God’s Supreme Mystery

October 19, 2019
Some would argue that our Heavenly Father, Jesus Christ, His Son and the Holy Spirit are three expressions of one being, and not three distinct persons.1Here, the idea of Jesus Christ being a person who is both infinitely God and finitely human simultaneously is questioned.

However, the Apostle John, who also wrote the Fourth Gospel, refers to our Lord and Savior Jesus Christ as both divine and human:

In the beginning was the Word, and the Word was with God, and the Word was God. He was with God in the beginning. Through him all things were made; without him nothing was made that has been made. In him was life, and that life was the light of all mankind. The light shines in the darkness, and the darkness has not overcome…The Word became flesh and made his dwelling among us. We have seen his glory, the glory of the one and only Son, who came from the Father, full of grace and truth.  John 1:1-5, 14 (NIV)

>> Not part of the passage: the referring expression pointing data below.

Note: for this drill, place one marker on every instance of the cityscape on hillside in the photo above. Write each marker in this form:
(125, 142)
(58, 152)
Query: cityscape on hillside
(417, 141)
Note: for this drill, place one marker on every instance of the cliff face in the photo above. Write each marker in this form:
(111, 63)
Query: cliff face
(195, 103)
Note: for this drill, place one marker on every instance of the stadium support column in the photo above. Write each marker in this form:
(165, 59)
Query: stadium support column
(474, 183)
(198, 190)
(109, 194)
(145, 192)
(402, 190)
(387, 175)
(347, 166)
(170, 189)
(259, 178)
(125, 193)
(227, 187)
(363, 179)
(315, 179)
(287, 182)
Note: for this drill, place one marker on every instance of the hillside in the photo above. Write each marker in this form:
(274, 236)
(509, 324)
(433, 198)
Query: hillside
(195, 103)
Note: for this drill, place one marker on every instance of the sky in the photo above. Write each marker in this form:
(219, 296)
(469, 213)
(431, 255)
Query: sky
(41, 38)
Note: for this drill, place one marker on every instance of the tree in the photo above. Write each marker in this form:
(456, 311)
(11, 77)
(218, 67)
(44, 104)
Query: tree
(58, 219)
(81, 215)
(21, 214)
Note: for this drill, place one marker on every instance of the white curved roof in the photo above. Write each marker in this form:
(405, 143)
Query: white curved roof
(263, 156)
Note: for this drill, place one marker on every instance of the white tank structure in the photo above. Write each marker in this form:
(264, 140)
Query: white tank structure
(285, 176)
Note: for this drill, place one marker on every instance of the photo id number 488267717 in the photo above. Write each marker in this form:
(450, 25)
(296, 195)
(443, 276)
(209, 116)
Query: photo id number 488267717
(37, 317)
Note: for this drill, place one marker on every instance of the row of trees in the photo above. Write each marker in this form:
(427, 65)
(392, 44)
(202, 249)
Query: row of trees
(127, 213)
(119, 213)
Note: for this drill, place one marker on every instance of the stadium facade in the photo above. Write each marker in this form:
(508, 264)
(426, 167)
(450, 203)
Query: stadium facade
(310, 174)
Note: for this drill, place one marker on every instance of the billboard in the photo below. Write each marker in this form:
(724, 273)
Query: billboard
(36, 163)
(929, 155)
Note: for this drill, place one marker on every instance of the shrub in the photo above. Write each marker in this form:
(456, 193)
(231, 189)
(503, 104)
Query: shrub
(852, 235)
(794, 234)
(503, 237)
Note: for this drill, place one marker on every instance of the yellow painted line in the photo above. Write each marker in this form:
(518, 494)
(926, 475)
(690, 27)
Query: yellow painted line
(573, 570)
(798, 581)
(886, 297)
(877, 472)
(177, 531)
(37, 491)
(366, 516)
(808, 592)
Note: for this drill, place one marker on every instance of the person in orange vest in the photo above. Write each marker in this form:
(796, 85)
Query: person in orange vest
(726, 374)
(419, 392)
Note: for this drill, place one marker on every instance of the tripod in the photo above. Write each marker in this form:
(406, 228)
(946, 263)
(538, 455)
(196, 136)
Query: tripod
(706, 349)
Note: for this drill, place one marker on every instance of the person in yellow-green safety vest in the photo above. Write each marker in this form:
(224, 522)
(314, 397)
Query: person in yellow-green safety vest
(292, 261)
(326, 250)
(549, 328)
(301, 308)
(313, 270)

It is a mystery how three persons are one. But when we count the two persons identified in John’s passage, along with the Spirit of God, who hovered over the waters in Genesis 1:2, each person is given the title “God” and are heavily involved in creation as well.

God’s supreme mystery paid for our redemption by resolving our sin problem, which began immediately after God’s perfect creation was tarnished by sin through Adam and Eve’s disobedience. Thus, we today are sin-cursed—not because of the sins we’ve committed—but because of the sin-tainted nature at work in us constantly.

The Apostle John describes our remedy through God’s loving intervention:

But to all who believed him and accepted him, he gave the right to become children of God. They are reborn—not with a physical birth resulting from human passion or plan, but a birth at comes from God. John 1:12-13 (NLT)

Of this mystery, Colossians 1:26-27 (KJV) states:

Even the mystery which hath been hid from ages and from generations, but now is made manifest to His saints: To whom God would make known what is the riches of the glory of this mystery among the Gentiles; which is Christ in you, the hope of glory!

The Father set in motion what the Son fulfilled and the Spirit sustains. It is not ours to fully understand how the same God who created us can be the same God who redeemed us at Calvary. Or how God can forgive our sin while filling and sealing us by His Spirit simultaneously.  How God can intercede for us today and yet soon return for us so that we can live with Him forever in Heaven can be beyond our comprehension at times.

But He did and still does…What a wonderful Savior!

Although God’s supreme mystery lies beyond our finite understanding, we are  eternally grateful that it is not beyond the grasp of our simple, child-like faith in Jesus Christ.

 

  1. For further reading, please see: J.D. Douglas, Walter Elwell and Peter Toon “Sabellianism,” in The Concise Dictionary of the Christian Tradition, (Grand Rapids: Regency, 1989), 333, or W.L. Reese, “Sabellianism,” in the Dictionary of Philosophy and Religion Eastern and Western Thought, (Atlantic Highlands, NJ: Humanities Press, 1980), 504-505.